SOURCE - Abbé de Tanoüarn, ibp - 20 décembre 2009

Existe-t-il une spécificité de l’IBP ? La question nous est souvent posée. Par de simples laïcs ou par des ecclésiastiques éminents. Qu’est-ce qui fait la singularité de l’Institut de Bon Pasteur dans l’Eglise, parmi toutes les Sociétés de Vie Apostoliques qu’elle compte en son sein ? Quel est notre charisme propre ? Notre caractère?

Il faut chercher ce caractère propre dans les circonstances de la fondation que reflète notre décret d’érection, dans la volonté des fondateurs, telle qu’elle apparaît au fil des statuts et, ce que nous ferons ici et maintenant, dans le patronage sous lequel nous nous sommes mis : celui du Bon Pasteur qui connaît ses brebis et les appelle chacune par leur nom.

Il faudra prendre garde cependant à ne pas réduire l’esprit du Bon Pasteur à une spiritualité sacerdotale à l’usage du clergé. Alors que nos soeurs, sous la houlette de M. l’abbé Forestier, entament leur deuxième année de formation, alors que les frères du Bon Pasteur viennent de naître dans le diocèse de Bourges sous la férule de l’abbé Spinoza, il apparaît que l’esprit du Bon Pasteur ne saurait être une simple spiritualité sacerdotale.

On ne peut pas, pour autant, d’un autre côté, ignorer la dimension sacerdotale du patronage sous lequel nous nous sommes placés avec enthousiasme, celui du Bon Pasteur.

Comment concilier ces deux dernières remarques ? Peut-être faut-il, avec Cajétan, distinguer soigneusement l’office du prêtre (qui ne concerne que le clergé) et ce qu’il appelle la vertu sacerdotale. Cette vertu, note le Docteur thomiste, doit être cultivée par tous, prêtres et fidèles. C’est ainsi qu’il explique ce verset de l’Apocalypse : « Dieu a fait de nous un Royaume et des prêtres » (Apocalypse 1, 9). En esprit, en tant que chrétiens, membres du Christ, nous sommes tous prêtres…Nous devons cultiver la vertu sacerdotale, éminemment présente déjà dans le coeur de la Vierge Marie, qui n’est pas prêtre (au sens de l’officium), mais qui est reine des prêtres et plus prêtre que n’importe qui (au sens de la vertu sacerdotale).

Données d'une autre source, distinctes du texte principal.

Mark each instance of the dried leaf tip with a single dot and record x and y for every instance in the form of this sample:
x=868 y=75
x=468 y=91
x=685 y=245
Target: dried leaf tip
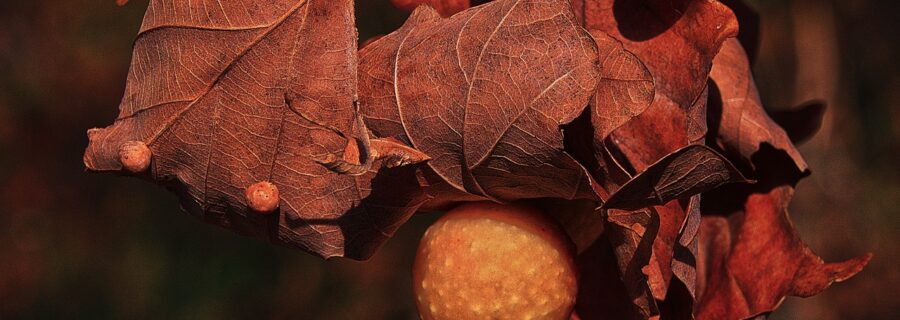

Qu’est-ce donc que la vertu sacerdotale ? Où nous mène-t-elle ? – A l’offrande. La vertu sacerdotale est la vertu de l’offrande. Chacun d’entre nous, si nous ne voulons pas arriver les mains vides devant notre Juge, nous sommes responsables de notre propre sacrifice spirituel. C’est cette responsabilité personnelle qui constitue cette société si particulière qu’est l’Eglise du Christ. Dans l’Eglise du Christ, il n’y a que des volontaires, des personnes qui, imprégnées de la vertu sacerdotale, se sentent responsables de ce qu’elles offrent.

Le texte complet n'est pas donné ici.